The German press referred to the statue as their new ruler, portraying it as a queen in 1930. After 1918, Nefertiti would re-establish the imperial German identity as the “‘most beautiful stone in the arrangement of the diadem’ from the artistic riches of ‘Prussia Germany.'” Hitler referred to the statue as “a one-of-a-kind masterwork, an adornment, a great treasure,” and promised to create a museum to house it.
By the 1970s, the Queen Nefertiti statue had become a matter of national identity for both of Germany’s postwar nations, East Germany and West Germany.
The bust was first featured on an election billboard for the green political party Bündnis 90/Die Grünen in 1999 as a pledge for a multicultural atmosphere under the motto “Great Women for Berlin!” As per Claudia Breger, another reason the bust became identified with German national character was its role as a competitor to Tutankhamun, who was discovered by the British who dominated Egypt at the time.

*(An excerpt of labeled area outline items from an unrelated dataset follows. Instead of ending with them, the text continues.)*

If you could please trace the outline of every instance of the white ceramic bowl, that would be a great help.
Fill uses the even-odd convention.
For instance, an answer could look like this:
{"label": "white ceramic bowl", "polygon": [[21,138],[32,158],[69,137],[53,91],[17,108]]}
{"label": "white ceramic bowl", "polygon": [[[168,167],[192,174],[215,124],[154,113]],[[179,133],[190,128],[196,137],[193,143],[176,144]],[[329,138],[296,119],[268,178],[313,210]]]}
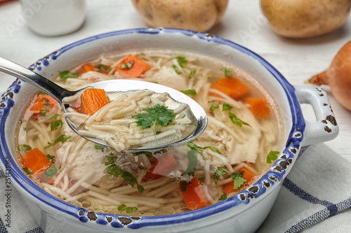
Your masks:
{"label": "white ceramic bowl", "polygon": [[[225,201],[199,210],[155,217],[128,217],[88,211],[53,197],[36,185],[16,164],[16,122],[36,89],[17,80],[0,102],[1,168],[11,171],[13,183],[23,195],[33,217],[50,232],[251,232],[270,211],[282,181],[302,146],[330,140],[338,132],[326,94],[313,87],[293,87],[258,55],[219,37],[172,29],[136,29],[92,36],[62,48],[30,66],[51,78],[102,53],[131,50],[174,48],[192,50],[232,62],[256,77],[270,92],[283,113],[284,151],[271,169],[248,189]],[[317,122],[305,122],[300,103],[312,106]],[[53,227],[54,226],[54,227]]]}

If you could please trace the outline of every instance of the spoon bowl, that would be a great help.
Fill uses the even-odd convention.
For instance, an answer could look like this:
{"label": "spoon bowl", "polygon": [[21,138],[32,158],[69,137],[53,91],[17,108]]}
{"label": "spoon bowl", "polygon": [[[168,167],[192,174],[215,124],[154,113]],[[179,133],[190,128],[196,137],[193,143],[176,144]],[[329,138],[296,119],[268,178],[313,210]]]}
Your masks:
{"label": "spoon bowl", "polygon": [[[103,89],[108,97],[114,96],[117,93],[138,91],[140,90],[150,90],[159,94],[167,92],[170,95],[171,99],[173,101],[187,104],[190,111],[187,113],[194,126],[194,130],[192,132],[189,132],[184,137],[180,137],[171,143],[161,143],[156,146],[152,145],[152,146],[140,146],[138,148],[126,150],[129,152],[143,150],[157,151],[166,148],[181,145],[198,137],[204,132],[207,126],[207,116],[206,112],[197,102],[180,91],[157,83],[131,79],[114,79],[95,83],[82,89],[70,91],[60,87],[49,79],[27,68],[1,57],[0,71],[26,81],[46,92],[60,104],[64,113],[67,112],[67,108],[69,106],[65,104],[63,99],[77,94],[86,88]],[[65,120],[69,127],[79,136],[95,143],[101,144],[105,146],[110,146],[104,141],[79,134],[77,128],[73,122],[67,118],[65,118]]]}

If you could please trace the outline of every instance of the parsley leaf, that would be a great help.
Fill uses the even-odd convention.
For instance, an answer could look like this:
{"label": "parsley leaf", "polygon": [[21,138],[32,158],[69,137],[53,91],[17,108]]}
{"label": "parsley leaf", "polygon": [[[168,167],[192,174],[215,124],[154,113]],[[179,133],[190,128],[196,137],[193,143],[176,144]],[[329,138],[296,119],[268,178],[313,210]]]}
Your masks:
{"label": "parsley leaf", "polygon": [[110,154],[110,155],[107,156],[107,162],[105,163],[105,165],[107,167],[106,172],[116,177],[118,177],[119,176],[119,175],[121,175],[121,176],[126,181],[129,183],[129,185],[132,188],[134,188],[134,185],[136,183],[138,190],[139,190],[139,192],[144,191],[144,188],[138,183],[136,178],[132,174],[131,174],[128,171],[123,171],[120,167],[116,166],[114,160],[116,157],[117,157],[114,156],[112,153]]}
{"label": "parsley leaf", "polygon": [[56,129],[60,129],[62,127],[62,121],[61,120],[53,121],[51,122],[51,125],[50,125],[51,131],[55,131]]}
{"label": "parsley leaf", "polygon": [[244,171],[237,171],[230,174],[230,176],[234,180],[233,190],[238,190],[247,181],[246,178],[242,177]]}
{"label": "parsley leaf", "polygon": [[227,195],[223,195],[222,196],[220,197],[218,201],[223,201],[225,199],[227,199]]}
{"label": "parsley leaf", "polygon": [[156,124],[166,127],[176,118],[173,111],[167,108],[167,106],[161,106],[159,104],[146,108],[147,113],[139,113],[135,116],[135,120],[138,120],[137,125],[140,126],[142,129],[149,129],[152,126],[156,136]]}
{"label": "parsley leaf", "polygon": [[222,104],[222,111],[227,111],[232,109],[233,107],[229,104],[223,103]]}
{"label": "parsley leaf", "polygon": [[121,68],[129,69],[131,68],[131,66],[133,66],[133,64],[134,64],[133,60],[131,60],[131,62],[128,62],[127,63],[123,63],[121,64]]}
{"label": "parsley leaf", "polygon": [[193,96],[197,95],[197,91],[194,89],[185,90],[180,91],[180,92],[189,95],[193,95]]}
{"label": "parsley leaf", "polygon": [[29,145],[20,144],[18,145],[17,149],[20,151],[28,151],[32,150],[32,147]]}
{"label": "parsley leaf", "polygon": [[226,78],[230,78],[233,76],[233,73],[232,73],[232,71],[233,71],[232,68],[223,67],[220,70],[224,71],[224,76]]}
{"label": "parsley leaf", "polygon": [[180,74],[182,73],[182,72],[180,71],[180,70],[179,69],[179,68],[178,68],[177,66],[176,66],[175,64],[173,64],[172,66],[172,67],[174,69],[174,71],[176,71],[176,73],[177,73],[178,74]]}
{"label": "parsley leaf", "polygon": [[69,78],[77,78],[79,76],[79,73],[73,73],[69,71],[64,71],[60,72],[60,76],[61,77],[62,79],[63,79],[65,80]]}
{"label": "parsley leaf", "polygon": [[[229,118],[233,122],[234,125],[237,125],[239,127],[242,127],[243,125],[250,126],[248,123],[242,121],[241,120],[239,119],[237,115],[232,113],[229,113]],[[250,126],[251,127],[251,126]]]}
{"label": "parsley leaf", "polygon": [[29,175],[32,175],[33,174],[27,167],[24,167],[23,168],[23,171],[25,171],[27,174],[29,174]]}
{"label": "parsley leaf", "polygon": [[118,206],[117,209],[119,212],[126,211],[126,213],[127,213],[138,211],[138,208],[136,208],[136,207],[128,207],[127,206],[126,206],[124,204],[122,204],[121,205]]}
{"label": "parsley leaf", "polygon": [[51,146],[55,146],[58,143],[59,143],[60,141],[63,143],[64,142],[65,142],[66,141],[67,141],[68,139],[69,139],[71,136],[67,136],[67,135],[65,135],[65,134],[61,134],[59,136],[58,136],[56,138],[56,139],[55,139],[55,141],[52,143],[50,143],[50,142],[48,142],[48,145],[46,146],[45,146],[44,149],[47,149],[47,148],[48,148]]}
{"label": "parsley leaf", "polygon": [[210,111],[213,111],[218,107],[218,104],[216,102],[216,100],[213,100],[211,101],[208,101],[208,103],[212,103],[211,106]]}
{"label": "parsley leaf", "polygon": [[186,66],[187,66],[187,60],[185,57],[177,57],[177,61],[180,67],[184,68]]}
{"label": "parsley leaf", "polygon": [[189,75],[189,79],[192,78],[192,77],[194,77],[194,76],[195,75],[195,73],[197,72],[196,69],[194,70],[194,71],[190,71],[190,74]]}
{"label": "parsley leaf", "polygon": [[270,164],[272,161],[276,160],[278,158],[279,151],[270,151],[267,155],[267,163]]}

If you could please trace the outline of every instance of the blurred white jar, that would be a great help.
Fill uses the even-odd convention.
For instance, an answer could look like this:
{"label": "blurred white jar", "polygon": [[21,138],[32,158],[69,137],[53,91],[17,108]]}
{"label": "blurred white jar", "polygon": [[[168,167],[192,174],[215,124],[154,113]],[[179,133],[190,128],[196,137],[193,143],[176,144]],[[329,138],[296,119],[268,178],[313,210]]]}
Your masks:
{"label": "blurred white jar", "polygon": [[86,17],[85,0],[20,0],[28,27],[41,36],[67,34],[78,29]]}

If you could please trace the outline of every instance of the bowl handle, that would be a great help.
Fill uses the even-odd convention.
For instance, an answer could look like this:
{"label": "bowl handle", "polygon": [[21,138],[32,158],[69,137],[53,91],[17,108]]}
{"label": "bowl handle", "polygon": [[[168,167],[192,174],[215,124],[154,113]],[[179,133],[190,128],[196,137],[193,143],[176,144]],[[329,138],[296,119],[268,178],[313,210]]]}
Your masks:
{"label": "bowl handle", "polygon": [[313,86],[296,86],[296,93],[300,104],[309,104],[313,108],[316,122],[306,122],[303,146],[322,143],[335,139],[339,127],[328,99],[326,92]]}

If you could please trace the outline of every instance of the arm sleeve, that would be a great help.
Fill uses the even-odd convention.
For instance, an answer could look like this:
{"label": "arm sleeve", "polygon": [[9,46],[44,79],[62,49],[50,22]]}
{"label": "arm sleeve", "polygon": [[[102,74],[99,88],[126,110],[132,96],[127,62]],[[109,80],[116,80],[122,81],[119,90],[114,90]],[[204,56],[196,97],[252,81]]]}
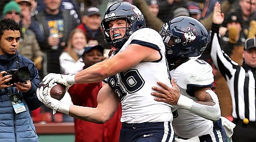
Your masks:
{"label": "arm sleeve", "polygon": [[220,70],[226,80],[233,76],[233,69],[238,64],[233,61],[223,51],[221,50],[219,43],[218,28],[220,25],[213,24],[210,41],[210,57],[213,64]]}
{"label": "arm sleeve", "polygon": [[36,69],[35,65],[33,65],[32,69],[30,69],[30,72],[31,73],[31,77],[30,79],[31,88],[28,91],[23,94],[28,109],[31,111],[39,107],[42,103],[36,96],[36,89],[40,83],[40,80],[38,71]]}
{"label": "arm sleeve", "polygon": [[[228,1],[224,1],[221,5],[221,12],[225,14],[228,13],[232,7],[232,5]],[[204,18],[202,20],[200,20],[200,22],[203,24],[203,25],[205,27],[205,28],[207,31],[210,31],[212,27],[212,18],[213,15],[213,12],[212,12],[207,17]]]}
{"label": "arm sleeve", "polygon": [[214,105],[209,106],[200,104],[183,95],[181,95],[179,98],[177,105],[201,117],[212,120],[218,120],[221,116],[218,97],[212,90],[207,90],[205,91],[210,94],[215,103]]}

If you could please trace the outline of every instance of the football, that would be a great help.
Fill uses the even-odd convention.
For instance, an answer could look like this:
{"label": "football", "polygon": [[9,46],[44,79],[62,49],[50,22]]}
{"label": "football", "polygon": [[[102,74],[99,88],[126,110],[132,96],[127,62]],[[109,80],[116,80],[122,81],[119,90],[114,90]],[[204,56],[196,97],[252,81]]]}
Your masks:
{"label": "football", "polygon": [[66,86],[63,84],[56,83],[56,85],[51,89],[50,95],[52,98],[61,100],[66,92]]}

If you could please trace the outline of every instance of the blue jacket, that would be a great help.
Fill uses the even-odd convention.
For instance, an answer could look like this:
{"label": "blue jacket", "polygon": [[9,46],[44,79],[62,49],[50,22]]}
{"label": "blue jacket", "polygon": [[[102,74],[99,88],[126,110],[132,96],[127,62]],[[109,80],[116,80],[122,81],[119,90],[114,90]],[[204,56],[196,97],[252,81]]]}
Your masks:
{"label": "blue jacket", "polygon": [[[18,62],[16,63],[16,61]],[[0,55],[0,71],[17,69],[18,66],[20,68],[25,66],[28,67],[31,72],[32,87],[28,91],[20,93],[26,111],[19,114],[14,112],[5,89],[0,90],[0,141],[38,141],[35,126],[29,112],[30,110],[38,108],[41,104],[36,93],[40,82],[38,71],[33,62],[24,56],[18,55],[18,52],[13,56]],[[7,89],[9,93],[11,89],[14,93],[17,92],[14,87],[8,87]]]}

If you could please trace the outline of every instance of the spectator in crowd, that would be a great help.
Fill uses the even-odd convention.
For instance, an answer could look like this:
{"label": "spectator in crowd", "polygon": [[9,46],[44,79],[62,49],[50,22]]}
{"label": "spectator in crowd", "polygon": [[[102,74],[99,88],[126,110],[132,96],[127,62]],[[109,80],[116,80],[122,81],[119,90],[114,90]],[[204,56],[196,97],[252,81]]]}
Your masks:
{"label": "spectator in crowd", "polygon": [[[42,82],[49,87],[38,89],[38,97],[52,109],[97,123],[109,120],[120,101],[122,126],[119,141],[173,141],[172,106],[155,101],[150,94],[151,87],[159,80],[171,86],[160,35],[145,27],[143,14],[129,2],[112,5],[104,18],[102,26],[106,41],[117,48],[110,59],[75,75],[49,74]],[[69,87],[102,80],[107,83],[99,91],[96,108],[65,104],[47,93],[56,82]]]}
{"label": "spectator in crowd", "polygon": [[[5,9],[8,7],[11,7]],[[6,14],[5,11],[3,14]],[[36,95],[40,81],[34,63],[18,53],[20,31],[19,24],[14,20],[0,20],[1,141],[38,141],[30,111],[38,108],[41,104]],[[17,73],[14,71],[16,69],[26,73],[27,77],[16,78],[12,76],[14,72]]]}
{"label": "spectator in crowd", "polygon": [[[158,0],[146,0],[147,4],[148,5],[148,9],[154,15],[157,16],[159,12],[159,2]],[[146,21],[147,23],[147,21]]]}
{"label": "spectator in crowd", "polygon": [[233,122],[236,124],[232,141],[256,141],[255,87],[256,39],[247,39],[242,51],[242,66],[233,61],[221,49],[219,27],[224,19],[220,5],[216,4],[211,39],[210,56],[226,81],[232,101]]}
{"label": "spectator in crowd", "polygon": [[228,14],[225,19],[225,27],[226,27],[227,31],[224,35],[221,36],[220,43],[221,49],[230,56],[234,46],[243,45],[242,41],[244,39],[240,36],[241,32],[243,32],[242,31],[242,19],[241,15],[236,15],[234,12]]}
{"label": "spectator in crowd", "polygon": [[[20,40],[18,51],[19,55],[26,56],[35,63],[36,68],[39,71],[40,77],[43,77],[43,73],[40,72],[43,65],[43,53],[35,34],[28,28],[31,22],[31,3],[30,0],[16,0],[16,2],[19,5],[21,10],[22,20],[18,20],[20,18],[15,18],[15,16],[10,18],[13,18],[16,22],[20,23],[22,27],[21,37],[22,40]],[[11,16],[13,16],[13,15],[11,15]]]}
{"label": "spectator in crowd", "polygon": [[185,7],[179,7],[174,10],[174,18],[180,16],[189,16],[189,12]]}
{"label": "spectator in crowd", "polygon": [[34,18],[30,28],[36,34],[42,51],[46,55],[44,76],[60,73],[59,57],[66,45],[70,32],[78,25],[70,11],[60,9],[61,0],[44,0],[46,10]]}
{"label": "spectator in crowd", "polygon": [[101,22],[100,10],[96,7],[90,6],[84,11],[82,23],[77,28],[85,33],[88,44],[98,44],[109,49],[111,46],[106,44],[104,40]]}
{"label": "spectator in crowd", "polygon": [[[27,3],[28,2],[22,2],[22,3],[23,2]],[[24,6],[24,7],[25,6]],[[22,10],[24,10],[24,9],[26,9],[23,7]],[[22,27],[22,10],[20,10],[19,5],[15,1],[10,1],[4,7],[3,17],[14,19],[16,23],[19,23],[22,30],[19,41],[20,44],[19,48],[18,48],[19,54],[26,56],[33,61],[38,70],[40,70],[42,69],[42,52],[35,37],[35,34],[27,28]]]}
{"label": "spectator in crowd", "polygon": [[[202,7],[201,18],[203,19],[208,16],[212,12],[212,11],[213,11],[215,3],[216,2],[220,2],[220,1],[218,0],[205,0],[205,1],[193,0],[193,1],[197,1],[199,5],[201,6]],[[233,1],[233,3],[234,3],[235,0],[232,1]]]}
{"label": "spectator in crowd", "polygon": [[[82,55],[84,69],[103,61],[104,49],[100,45],[86,47]],[[90,83],[75,84],[68,89],[72,101],[75,105],[96,107],[97,97],[102,87],[102,81]],[[75,119],[75,136],[76,142],[105,141],[118,142],[122,127],[119,120],[121,108],[118,108],[114,116],[104,124]]]}
{"label": "spectator in crowd", "polygon": [[3,14],[3,7],[6,3],[9,2],[10,0],[2,0],[1,2],[0,2],[0,15]]}
{"label": "spectator in crowd", "polygon": [[200,7],[198,3],[191,1],[188,2],[187,4],[187,8],[189,11],[189,15],[191,17],[200,20],[202,16],[202,12],[201,11]]}
{"label": "spectator in crowd", "polygon": [[160,87],[153,87],[152,95],[157,101],[179,105],[172,112],[177,139],[227,142],[218,97],[211,89],[212,68],[199,59],[209,41],[205,28],[195,18],[179,16],[163,25],[160,34],[174,87],[158,82]]}
{"label": "spectator in crowd", "polygon": [[[228,11],[229,11],[229,10],[232,8],[232,4],[234,2],[234,0],[225,0],[223,1],[221,9],[223,10],[222,11],[224,14],[228,12]],[[147,24],[148,23],[148,24],[150,24],[153,29],[156,30],[157,31],[159,31],[161,29],[162,26],[166,23],[164,23],[164,22],[163,20],[157,17],[152,16],[152,12],[148,10],[148,9],[145,8],[148,7],[148,6],[146,3],[145,0],[133,1],[133,4],[137,6],[142,11],[146,20],[147,20]],[[159,10],[160,8],[160,7],[159,7]],[[168,12],[168,11],[165,11],[165,12],[171,14]],[[172,12],[171,14],[172,16],[173,16],[174,15]],[[172,18],[170,18],[166,22],[168,22],[172,19]],[[200,21],[205,27],[207,31],[210,31],[212,23],[212,14],[210,14],[207,18],[201,19]]]}
{"label": "spectator in crowd", "polygon": [[22,27],[28,28],[31,23],[31,2],[30,0],[15,0],[19,4],[22,14]]}
{"label": "spectator in crowd", "polygon": [[[36,10],[38,11],[43,11],[46,9],[46,3],[44,0],[37,0],[37,6]],[[80,22],[80,12],[79,7],[75,0],[61,0],[60,9],[69,10],[69,15],[74,16],[78,23]]]}
{"label": "spectator in crowd", "polygon": [[82,54],[87,42],[84,32],[80,29],[73,30],[69,35],[67,51],[60,56],[60,73],[63,74],[75,74],[82,70]]}
{"label": "spectator in crowd", "polygon": [[243,45],[245,40],[247,38],[247,36],[243,32],[245,29],[248,29],[249,23],[251,19],[255,19],[252,15],[255,13],[256,8],[256,0],[240,0],[239,6],[236,7],[226,14],[226,16],[223,21],[222,26],[220,28],[220,34],[224,36],[228,30],[227,23],[230,21],[230,18],[232,15],[236,15],[237,17],[241,16],[242,32],[239,39],[241,39]]}
{"label": "spectator in crowd", "polygon": [[[135,1],[133,1],[133,2]],[[174,10],[180,7],[186,7],[187,2],[187,0],[159,1],[159,12],[158,17],[163,23],[168,22],[174,18]]]}
{"label": "spectator in crowd", "polygon": [[36,9],[38,7],[38,0],[30,0],[31,3],[31,16],[38,13],[38,11]]}

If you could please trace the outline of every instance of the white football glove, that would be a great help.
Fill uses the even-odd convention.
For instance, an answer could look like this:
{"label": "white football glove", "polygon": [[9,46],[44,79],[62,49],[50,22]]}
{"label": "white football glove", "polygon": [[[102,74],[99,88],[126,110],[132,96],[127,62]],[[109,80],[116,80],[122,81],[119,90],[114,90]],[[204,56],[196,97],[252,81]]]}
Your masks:
{"label": "white football glove", "polygon": [[42,83],[44,85],[48,84],[52,86],[55,82],[61,83],[69,88],[71,85],[76,83],[75,75],[63,75],[56,73],[49,73],[44,77]]}
{"label": "white football glove", "polygon": [[48,85],[39,85],[39,86],[36,89],[36,95],[38,99],[47,107],[68,115],[70,105],[62,103],[60,101],[52,98],[49,93],[48,93],[48,90],[50,90],[51,87]]}

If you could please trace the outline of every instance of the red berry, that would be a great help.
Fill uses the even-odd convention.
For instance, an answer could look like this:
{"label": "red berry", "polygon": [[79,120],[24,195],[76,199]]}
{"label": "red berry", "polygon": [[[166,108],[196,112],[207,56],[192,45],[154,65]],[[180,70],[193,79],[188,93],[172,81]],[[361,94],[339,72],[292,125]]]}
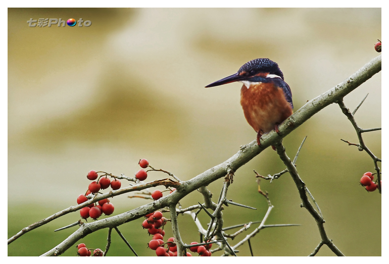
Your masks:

One of Ancient Egypt’s most renowned masterpieces is the bust of Nefertiti, which is held at Berlin’s Neues Museum. This symbol has been dubbed “the most beautiful woman in the world” and is a remarkable example of ancient workmanship. Since its debut in 1923, the monument has mesmerized audiences by providing insight into the mysterious queen and has sparked controversy and discussion in art and political discussions.
Frequently Asked Questions
Who Created the Queen Nefertiti Statue?
Thutmose was an Egyptian sculptor. He lived circa 1350 BC and was the royal palace sculptor of Egyptian monarch Akhenaten in the latter portion of his rule. A destroyed workshop was proven to be his and contained the famous bust of Nefertiti.
Who Does the Egyptian Bust Represent?
The Queen Nefertiti statue is a stone sculpture of the bride of Egyptian Pharaoh Akhenaten. The bust of Nefertiti is considered to have been produced about 1345 BCE since it was unearthed at Thutmose’s workshop in Amarna, Egypt. One of ancient Egypt’s most replicated masterpieces is the Queen Nefertiti statue. As a result of the Egyptian bust, Nefertiti is positioned among the most recognized ladies of the ancient world and an ideal of female perfection.